Variable | Kappa | Agreement |
---|---|---|
Category I | 0.48 | Moderate |
Category II | 0.45 | Moderate |
Category III | 0.00 | Poor |
Overall | 0.45 | Moderate |
There were 20 FHR tracings that were evaluated for intraobserver agreement. Reliability ranged from substantial to perfect (reviewer 1 kappa = 0.74, reviewer 2 kappa = 0.81, reviewer 3 kappa = 1.0; P < .001 for all reviewers). Interobserver kappa for the individual FHR parameters was as follows: accelerations (0.58), early decelerations (0.49), variable decelerations (0.48), late decelerations (0.54), and variability (absent [0.16], minimal [0.53], moderate [0.69]).
Comment
Our findings indicate that the NICHD 3-Tier FHR classification system has moderate agreement between “expert” reviewers under study conditions. Since the classification system was just recently published in 2008, we are not aware of any prior studies that have evaluated its reliability. We hypothesized that agreement would be better with very “normal” and “abnormal” tracings, which was partially true (better agreement for category I tracings). Despite the poor agreement regarding category III tracings, we speculate that in actual practice this may not have adverse impact on patient care. Evaluation of these cases indicates there is reasonable agreement on most parameters except FHR variability. Since the disagreement of classification was based on whether the variability was considered absent or minimal, these FHR tracings were still categorized as type II, and we would expect them to be interpreted as sufficiently concerning for representing a fetus with (or at risk for) metabolic acidemia such that similar clinical management should occur. However, this hypothesis remains untested.

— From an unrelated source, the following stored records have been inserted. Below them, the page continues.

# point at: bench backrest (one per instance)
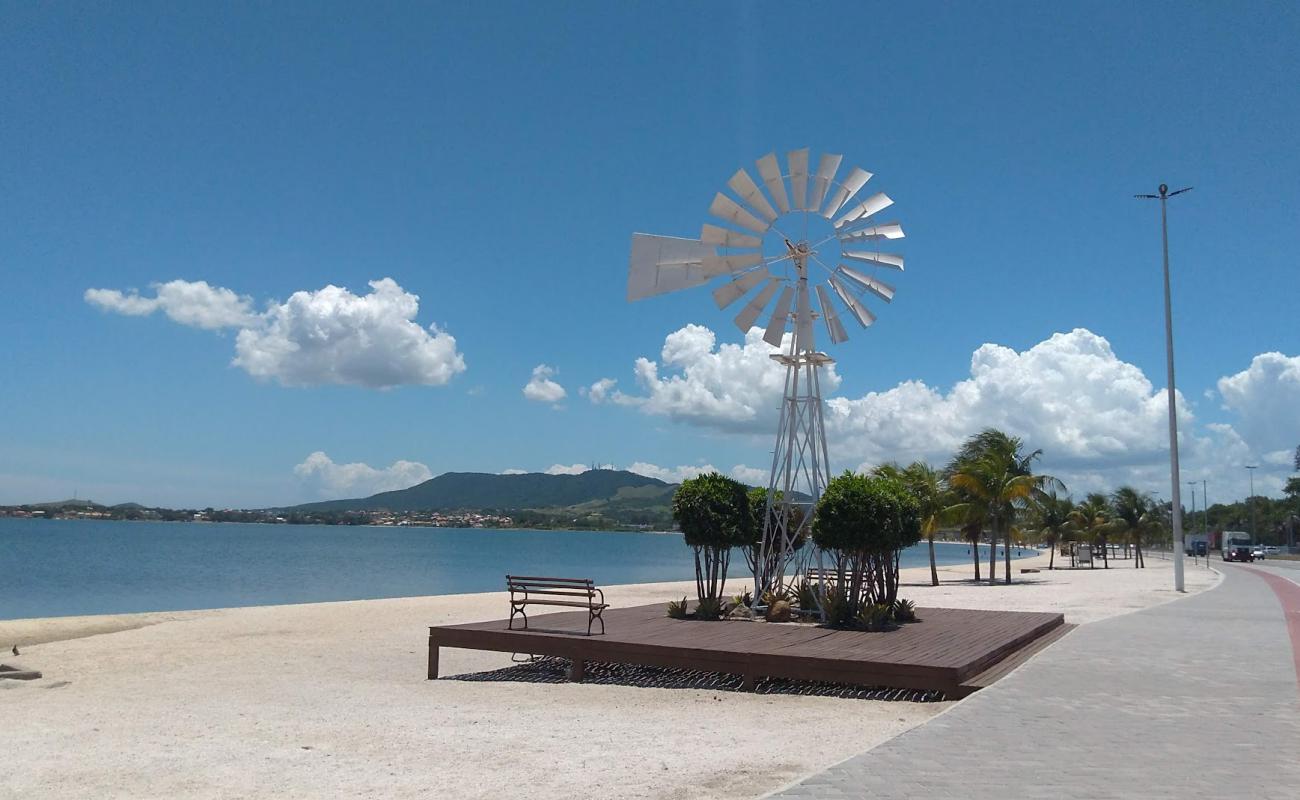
(566, 587)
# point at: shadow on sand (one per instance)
(555, 670)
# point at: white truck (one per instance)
(1236, 546)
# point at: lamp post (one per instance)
(1177, 510)
(1255, 536)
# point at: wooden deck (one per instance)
(952, 651)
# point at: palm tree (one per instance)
(1090, 520)
(1049, 518)
(1135, 518)
(927, 485)
(992, 472)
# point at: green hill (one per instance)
(484, 491)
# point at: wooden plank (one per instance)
(949, 645)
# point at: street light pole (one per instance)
(1177, 510)
(1255, 536)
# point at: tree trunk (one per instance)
(1008, 560)
(992, 554)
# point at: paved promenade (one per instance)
(1192, 699)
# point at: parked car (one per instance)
(1238, 553)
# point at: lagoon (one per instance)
(72, 567)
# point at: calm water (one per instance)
(63, 567)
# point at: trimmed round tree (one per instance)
(865, 522)
(714, 515)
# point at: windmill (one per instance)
(774, 243)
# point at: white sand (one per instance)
(329, 700)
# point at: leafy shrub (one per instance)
(905, 610)
(875, 617)
(806, 595)
(865, 523)
(836, 608)
(778, 612)
(714, 515)
(709, 608)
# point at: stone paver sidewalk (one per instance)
(1192, 699)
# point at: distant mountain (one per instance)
(66, 504)
(479, 491)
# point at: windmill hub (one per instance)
(817, 223)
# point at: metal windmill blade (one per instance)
(767, 247)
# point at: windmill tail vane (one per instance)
(792, 242)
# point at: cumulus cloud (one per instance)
(567, 468)
(328, 336)
(1070, 396)
(358, 479)
(1266, 400)
(1097, 418)
(193, 303)
(599, 390)
(675, 475)
(541, 388)
(732, 388)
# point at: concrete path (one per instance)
(1194, 699)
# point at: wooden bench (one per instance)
(827, 578)
(525, 591)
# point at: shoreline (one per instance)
(39, 630)
(332, 699)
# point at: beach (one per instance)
(326, 700)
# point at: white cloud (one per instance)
(329, 336)
(541, 388)
(753, 476)
(672, 475)
(729, 386)
(328, 479)
(193, 303)
(1069, 396)
(1099, 420)
(599, 390)
(1266, 400)
(567, 468)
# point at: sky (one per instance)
(261, 254)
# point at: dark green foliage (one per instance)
(875, 615)
(866, 514)
(709, 608)
(865, 523)
(806, 596)
(714, 515)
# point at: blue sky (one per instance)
(494, 159)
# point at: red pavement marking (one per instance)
(1288, 595)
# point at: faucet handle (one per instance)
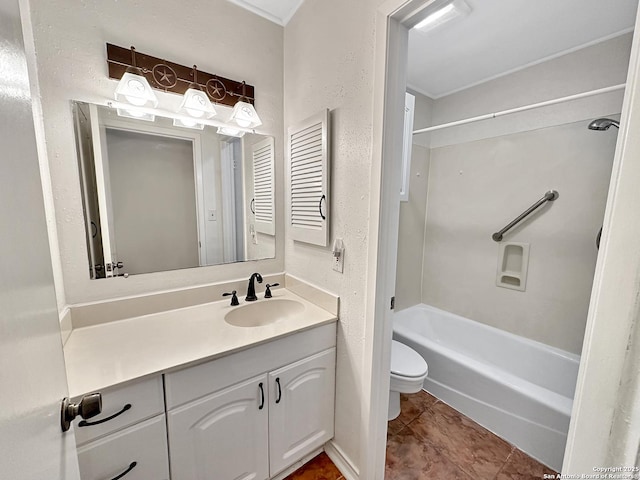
(234, 298)
(267, 292)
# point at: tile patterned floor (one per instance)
(430, 440)
(320, 468)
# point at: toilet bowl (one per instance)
(408, 371)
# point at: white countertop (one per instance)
(104, 355)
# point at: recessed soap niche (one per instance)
(513, 263)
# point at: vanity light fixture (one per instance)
(135, 113)
(195, 102)
(188, 123)
(444, 12)
(244, 114)
(231, 132)
(134, 87)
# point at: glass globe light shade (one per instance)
(135, 89)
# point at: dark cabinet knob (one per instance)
(89, 406)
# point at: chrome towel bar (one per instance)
(550, 196)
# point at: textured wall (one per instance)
(71, 60)
(411, 234)
(329, 61)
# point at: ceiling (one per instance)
(502, 36)
(278, 11)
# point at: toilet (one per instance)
(408, 371)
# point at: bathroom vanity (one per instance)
(188, 395)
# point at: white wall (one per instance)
(70, 42)
(411, 234)
(413, 212)
(476, 188)
(153, 196)
(601, 65)
(484, 174)
(329, 63)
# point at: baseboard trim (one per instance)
(288, 471)
(342, 461)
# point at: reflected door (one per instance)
(153, 201)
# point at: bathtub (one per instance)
(519, 389)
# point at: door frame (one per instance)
(615, 289)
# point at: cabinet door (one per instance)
(222, 436)
(301, 403)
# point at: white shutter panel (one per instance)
(308, 149)
(263, 186)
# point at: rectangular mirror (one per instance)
(159, 197)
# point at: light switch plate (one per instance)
(338, 255)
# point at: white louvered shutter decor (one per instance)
(263, 186)
(308, 149)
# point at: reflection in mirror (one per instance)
(158, 197)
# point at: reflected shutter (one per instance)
(263, 186)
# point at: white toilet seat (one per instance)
(408, 371)
(406, 362)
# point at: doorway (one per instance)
(581, 451)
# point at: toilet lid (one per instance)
(406, 362)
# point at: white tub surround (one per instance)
(111, 353)
(519, 389)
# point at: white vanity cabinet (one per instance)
(224, 435)
(301, 407)
(255, 428)
(128, 440)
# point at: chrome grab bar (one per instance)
(550, 196)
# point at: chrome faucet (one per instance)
(251, 290)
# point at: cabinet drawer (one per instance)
(121, 407)
(141, 451)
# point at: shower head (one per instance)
(603, 124)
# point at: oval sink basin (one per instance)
(263, 312)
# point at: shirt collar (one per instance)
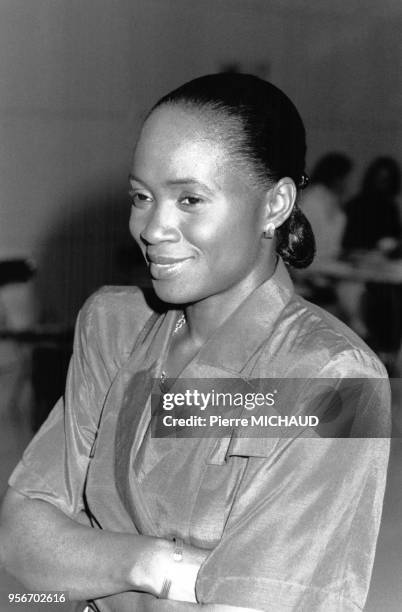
(242, 334)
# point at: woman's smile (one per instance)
(195, 216)
(165, 267)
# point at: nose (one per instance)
(160, 224)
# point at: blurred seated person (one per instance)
(17, 313)
(323, 203)
(373, 233)
(373, 220)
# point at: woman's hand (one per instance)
(47, 550)
(171, 570)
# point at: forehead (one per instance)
(177, 138)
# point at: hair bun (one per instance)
(296, 244)
(304, 181)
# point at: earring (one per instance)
(269, 231)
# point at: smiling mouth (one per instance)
(166, 267)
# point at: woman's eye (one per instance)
(138, 198)
(190, 200)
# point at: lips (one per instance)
(163, 267)
(165, 261)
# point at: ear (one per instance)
(280, 200)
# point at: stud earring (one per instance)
(269, 231)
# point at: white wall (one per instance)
(77, 75)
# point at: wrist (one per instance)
(151, 566)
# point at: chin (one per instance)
(171, 294)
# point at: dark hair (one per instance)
(268, 132)
(379, 163)
(331, 168)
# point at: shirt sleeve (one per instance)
(302, 532)
(54, 465)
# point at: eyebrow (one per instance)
(181, 181)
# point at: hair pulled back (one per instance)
(268, 134)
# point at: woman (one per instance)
(269, 522)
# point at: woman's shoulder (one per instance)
(326, 346)
(113, 317)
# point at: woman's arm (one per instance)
(47, 550)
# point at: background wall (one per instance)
(76, 77)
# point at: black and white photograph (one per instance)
(200, 306)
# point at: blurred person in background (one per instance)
(373, 220)
(323, 201)
(373, 236)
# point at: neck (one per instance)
(206, 316)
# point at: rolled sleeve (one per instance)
(303, 534)
(303, 530)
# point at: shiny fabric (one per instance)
(291, 523)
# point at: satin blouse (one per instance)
(291, 522)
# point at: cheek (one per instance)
(135, 226)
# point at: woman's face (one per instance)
(196, 217)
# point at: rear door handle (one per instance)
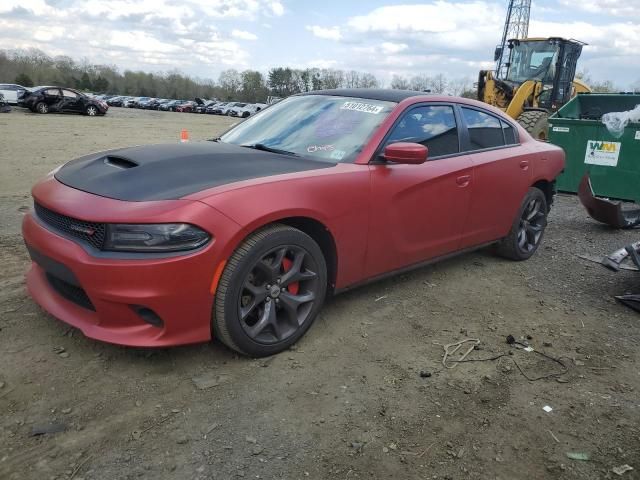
(463, 180)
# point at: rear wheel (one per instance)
(527, 230)
(270, 292)
(536, 122)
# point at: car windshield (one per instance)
(322, 127)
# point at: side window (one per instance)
(485, 130)
(432, 126)
(509, 133)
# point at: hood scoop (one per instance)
(172, 171)
(119, 162)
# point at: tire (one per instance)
(41, 107)
(536, 122)
(258, 311)
(527, 230)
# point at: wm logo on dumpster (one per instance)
(602, 153)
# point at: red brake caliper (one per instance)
(293, 287)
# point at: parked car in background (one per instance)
(171, 106)
(12, 92)
(154, 103)
(186, 107)
(202, 107)
(247, 110)
(116, 101)
(141, 102)
(130, 102)
(57, 99)
(214, 108)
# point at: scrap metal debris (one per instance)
(622, 469)
(605, 210)
(616, 261)
(626, 258)
(452, 348)
(631, 301)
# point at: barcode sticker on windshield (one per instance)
(362, 107)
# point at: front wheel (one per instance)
(527, 230)
(270, 291)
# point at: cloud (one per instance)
(141, 34)
(332, 33)
(389, 48)
(622, 8)
(243, 35)
(458, 38)
(277, 8)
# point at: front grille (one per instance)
(89, 232)
(72, 293)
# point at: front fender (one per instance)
(337, 200)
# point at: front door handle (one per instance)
(463, 180)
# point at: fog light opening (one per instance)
(148, 316)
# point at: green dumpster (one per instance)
(613, 163)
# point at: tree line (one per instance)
(34, 67)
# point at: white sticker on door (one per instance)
(603, 153)
(362, 107)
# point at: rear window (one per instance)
(485, 131)
(509, 133)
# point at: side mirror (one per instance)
(405, 152)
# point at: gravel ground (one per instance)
(349, 401)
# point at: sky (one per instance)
(204, 37)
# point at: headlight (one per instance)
(164, 237)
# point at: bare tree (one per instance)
(399, 83)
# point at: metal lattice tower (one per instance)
(515, 26)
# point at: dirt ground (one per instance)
(349, 400)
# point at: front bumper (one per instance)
(65, 274)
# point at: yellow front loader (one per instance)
(537, 80)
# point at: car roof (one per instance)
(382, 94)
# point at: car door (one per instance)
(71, 101)
(53, 98)
(501, 174)
(418, 211)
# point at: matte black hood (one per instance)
(172, 171)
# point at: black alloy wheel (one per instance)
(532, 224)
(527, 230)
(278, 294)
(270, 291)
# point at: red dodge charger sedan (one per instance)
(242, 238)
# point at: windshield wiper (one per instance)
(264, 148)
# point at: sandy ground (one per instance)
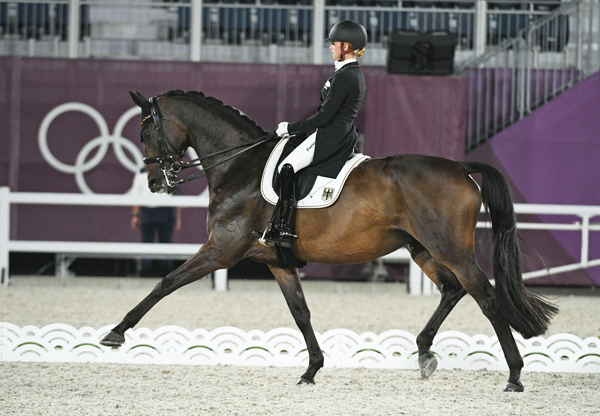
(111, 389)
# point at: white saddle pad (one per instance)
(325, 190)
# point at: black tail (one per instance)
(527, 313)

Multiple prior studies evaluating the reliability of FHR interpretation have been conducted over the past 30 years ( Table 2 ). There is some difficulty in summarizing the literature due to the fact that some studies report the level of agreement, while others utilize the kappa statistic. However, most studies have shown suboptimal agreement regarding presence/absence of individual FHR parameters as well as FHR pattern recognition. These findings are consistent regardless of the country of origin of the study, are present in more recent studies (<10 years), and persist regardless of level of expertise/experience of examiners. Thus, reliability noted in this study regarding the new NICHD 3-Tier FHR classification appears at least as good, if not better, than prior studies and methods of FHR categorization.